Other complications include bleeding, pericarditis (inflammation around the heart), pericardial effusion (fluid around the heart), cardiac tamponade (decreased heart function as a result of a fluid collection around the heart), phrenic nerve injury and atrioesophageal fistula (very rare). As with any invasive procedure, there is a risk of infection.
Catheter ablation for atrial fibrillation does not inherently shorten life span. A recent study published in the New England Journal of Medicine actually showed a lower risk of death from cardiovascular causes in patients with paroxysmal atrial fibrillation who underwent catheter ablation compared to those receiving antiarrhythmic medication therapy.
Early studies showed patients with atrial fibrillation undergoing catheter ablation have a 1 in 1000, or 0.001%, risk of death in the first 30 days after catheter ablation. More recent studies show the 30 day risk as closer to 4-5 out of 1000. There is a greater risk of complications in patients who are older and have other health problems such as heart disease, heart failure, COPD, diabetes, kidney failure and sleep apnea.

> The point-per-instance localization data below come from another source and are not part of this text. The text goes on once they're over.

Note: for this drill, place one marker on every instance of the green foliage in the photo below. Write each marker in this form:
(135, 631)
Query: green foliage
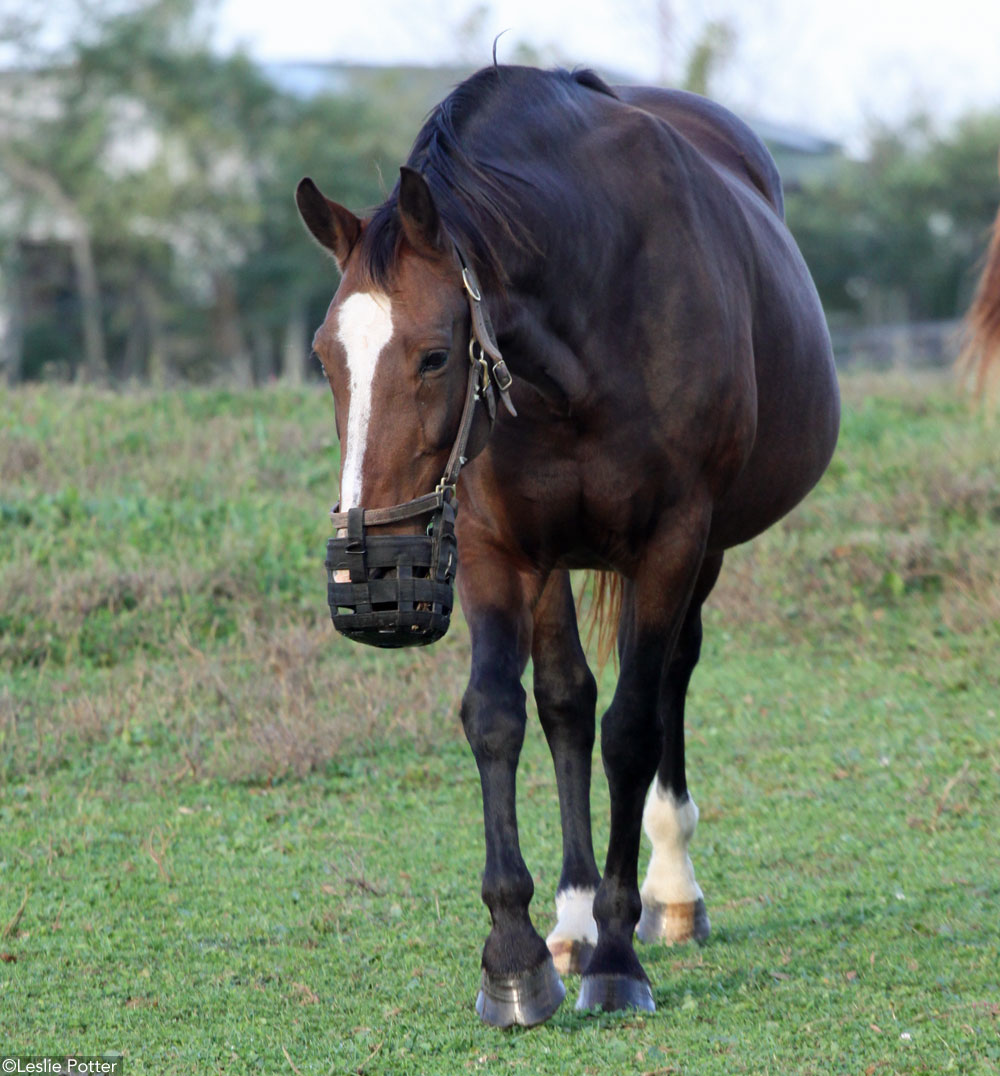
(178, 168)
(896, 237)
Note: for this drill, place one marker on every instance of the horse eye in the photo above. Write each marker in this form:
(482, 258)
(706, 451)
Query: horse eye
(433, 360)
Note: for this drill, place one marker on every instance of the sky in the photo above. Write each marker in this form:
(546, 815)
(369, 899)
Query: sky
(834, 69)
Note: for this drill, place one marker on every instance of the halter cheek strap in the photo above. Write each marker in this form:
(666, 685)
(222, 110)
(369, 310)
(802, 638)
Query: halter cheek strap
(487, 370)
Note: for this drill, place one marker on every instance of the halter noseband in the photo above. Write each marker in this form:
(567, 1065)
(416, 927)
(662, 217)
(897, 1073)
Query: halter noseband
(400, 586)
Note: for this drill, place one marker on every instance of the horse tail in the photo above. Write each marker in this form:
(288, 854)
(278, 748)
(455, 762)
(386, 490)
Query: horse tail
(603, 611)
(980, 359)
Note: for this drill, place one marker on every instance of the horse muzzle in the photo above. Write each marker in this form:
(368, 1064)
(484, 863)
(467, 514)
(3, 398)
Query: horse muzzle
(393, 590)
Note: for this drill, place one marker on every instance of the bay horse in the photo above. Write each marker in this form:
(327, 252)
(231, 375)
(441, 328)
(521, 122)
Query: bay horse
(611, 265)
(980, 358)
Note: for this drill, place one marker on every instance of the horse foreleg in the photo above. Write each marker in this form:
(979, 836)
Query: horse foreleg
(519, 982)
(631, 738)
(566, 693)
(673, 904)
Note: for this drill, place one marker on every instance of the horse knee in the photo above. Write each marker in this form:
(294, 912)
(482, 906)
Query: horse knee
(630, 745)
(566, 706)
(493, 718)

It is typical for a patient to stay overnight in the hospital after a catheter ablation for atrial fibrillation.This is to observe the patient for post-operative complications. In 2020, studies were released which reported successful same day discharge. Each of these studies found that safe same day discharge after atrial fibrillation catheter ablation required the use of standardized protocols, appropriate patient selection, and early follow up in the clinic.

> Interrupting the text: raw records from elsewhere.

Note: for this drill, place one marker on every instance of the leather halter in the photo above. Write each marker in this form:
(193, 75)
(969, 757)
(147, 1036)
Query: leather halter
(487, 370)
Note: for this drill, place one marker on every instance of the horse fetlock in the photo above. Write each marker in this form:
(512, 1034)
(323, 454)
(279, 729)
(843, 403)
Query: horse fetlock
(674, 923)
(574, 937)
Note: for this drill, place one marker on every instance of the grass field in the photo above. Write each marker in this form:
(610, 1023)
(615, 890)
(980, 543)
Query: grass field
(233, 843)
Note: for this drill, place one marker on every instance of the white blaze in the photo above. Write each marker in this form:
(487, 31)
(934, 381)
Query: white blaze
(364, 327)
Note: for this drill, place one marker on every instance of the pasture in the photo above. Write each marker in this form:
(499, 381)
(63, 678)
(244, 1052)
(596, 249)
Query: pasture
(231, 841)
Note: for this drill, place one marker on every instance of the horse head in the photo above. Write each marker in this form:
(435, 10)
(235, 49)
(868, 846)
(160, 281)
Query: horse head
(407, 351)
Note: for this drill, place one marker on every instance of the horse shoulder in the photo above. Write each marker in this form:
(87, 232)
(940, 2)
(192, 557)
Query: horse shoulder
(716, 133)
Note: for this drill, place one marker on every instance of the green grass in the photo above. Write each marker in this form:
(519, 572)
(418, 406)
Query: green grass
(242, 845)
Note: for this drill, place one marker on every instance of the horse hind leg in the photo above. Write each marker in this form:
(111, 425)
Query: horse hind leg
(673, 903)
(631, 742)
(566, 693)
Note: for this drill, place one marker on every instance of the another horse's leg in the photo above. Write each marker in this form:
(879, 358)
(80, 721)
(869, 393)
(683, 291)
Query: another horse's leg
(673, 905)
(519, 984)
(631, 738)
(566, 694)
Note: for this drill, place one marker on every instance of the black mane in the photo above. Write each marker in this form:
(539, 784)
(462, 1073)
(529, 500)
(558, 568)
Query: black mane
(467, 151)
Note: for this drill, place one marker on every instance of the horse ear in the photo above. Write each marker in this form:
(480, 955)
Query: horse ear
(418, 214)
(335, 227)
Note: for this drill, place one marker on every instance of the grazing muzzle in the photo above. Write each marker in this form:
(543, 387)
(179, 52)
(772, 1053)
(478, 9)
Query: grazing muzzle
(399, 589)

There is not necessarily an age limit for cardiac ablation for atrial fibrillation. However, the risk of anesthesia and procedure related complications does increase with age. There are a number of effective antiarrhythmic medications. Attempting to control atrial fibrillation with medications may be preferred if a person is of very advanced age or has a number of other health problems which would increase the risk of anesthesia and decrease the probability of ablation success.

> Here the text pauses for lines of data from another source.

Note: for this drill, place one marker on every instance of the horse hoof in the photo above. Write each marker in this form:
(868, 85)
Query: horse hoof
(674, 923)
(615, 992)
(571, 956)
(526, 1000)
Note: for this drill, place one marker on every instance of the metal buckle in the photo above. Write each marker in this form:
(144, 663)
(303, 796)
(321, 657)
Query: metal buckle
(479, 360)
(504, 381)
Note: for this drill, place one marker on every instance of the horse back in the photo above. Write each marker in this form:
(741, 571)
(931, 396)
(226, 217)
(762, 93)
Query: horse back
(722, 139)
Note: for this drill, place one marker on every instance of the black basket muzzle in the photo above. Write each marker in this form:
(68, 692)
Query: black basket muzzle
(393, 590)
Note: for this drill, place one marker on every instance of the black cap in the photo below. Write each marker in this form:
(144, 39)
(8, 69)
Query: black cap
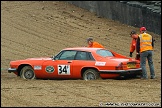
(133, 32)
(90, 38)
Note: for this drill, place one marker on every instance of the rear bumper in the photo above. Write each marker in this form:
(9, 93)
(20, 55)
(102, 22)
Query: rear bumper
(12, 70)
(122, 72)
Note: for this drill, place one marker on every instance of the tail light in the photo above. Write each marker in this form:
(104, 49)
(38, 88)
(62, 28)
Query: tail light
(119, 67)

There are often tests completed prior to cardiac ablation. These include blood tests and a chest x-ray. In addition, we complete a specialized computed tomography (CT) scan of the heart. This is done to make a 3D image of the left upper heart chamber (left atrium) and pulmonary veins which is used during ablation.
Testing for sleep apnea should be completed prior to an atrial fibrillation ablation. If sleep apnea is found, adequate treatment is important. People with untreated sleep apnea have an increased risk of AFib recurrence after ablation.
The first step in preparing for an atrial fibrillation ablation is to have an in-depth discussion with your healthcare provider(s) to determine if an ablation is right for you. The decision to have an ablation should be made through a shared decision-making process during which you and your doctor can review treatment options and discuss your priorities and goals. Ask your doctor about the risks and benefits associated with the various medications vs. ablation.
Some people decide to get an ablation because antiarrhythmic medications have been ineffective or because of medication side effects. Some people want an ablation because they want to minimize the need to take medications long term.
If you are having an ablation, it is important for your healthcare providers to assess if you have any modifiable risk factors for atrial fibrillation like hypertension, sleep apnea, obesity, or excessive alcohol intake. Addressing these issues prior to an ablation will improve its success.
Once the decision has been made to proceed with ablation, it is very important to take all your medications as instructed. It is common that some medications may be stopped for a few days prior to the procedure. This is done to reduce the risk of complications during and after the procedure.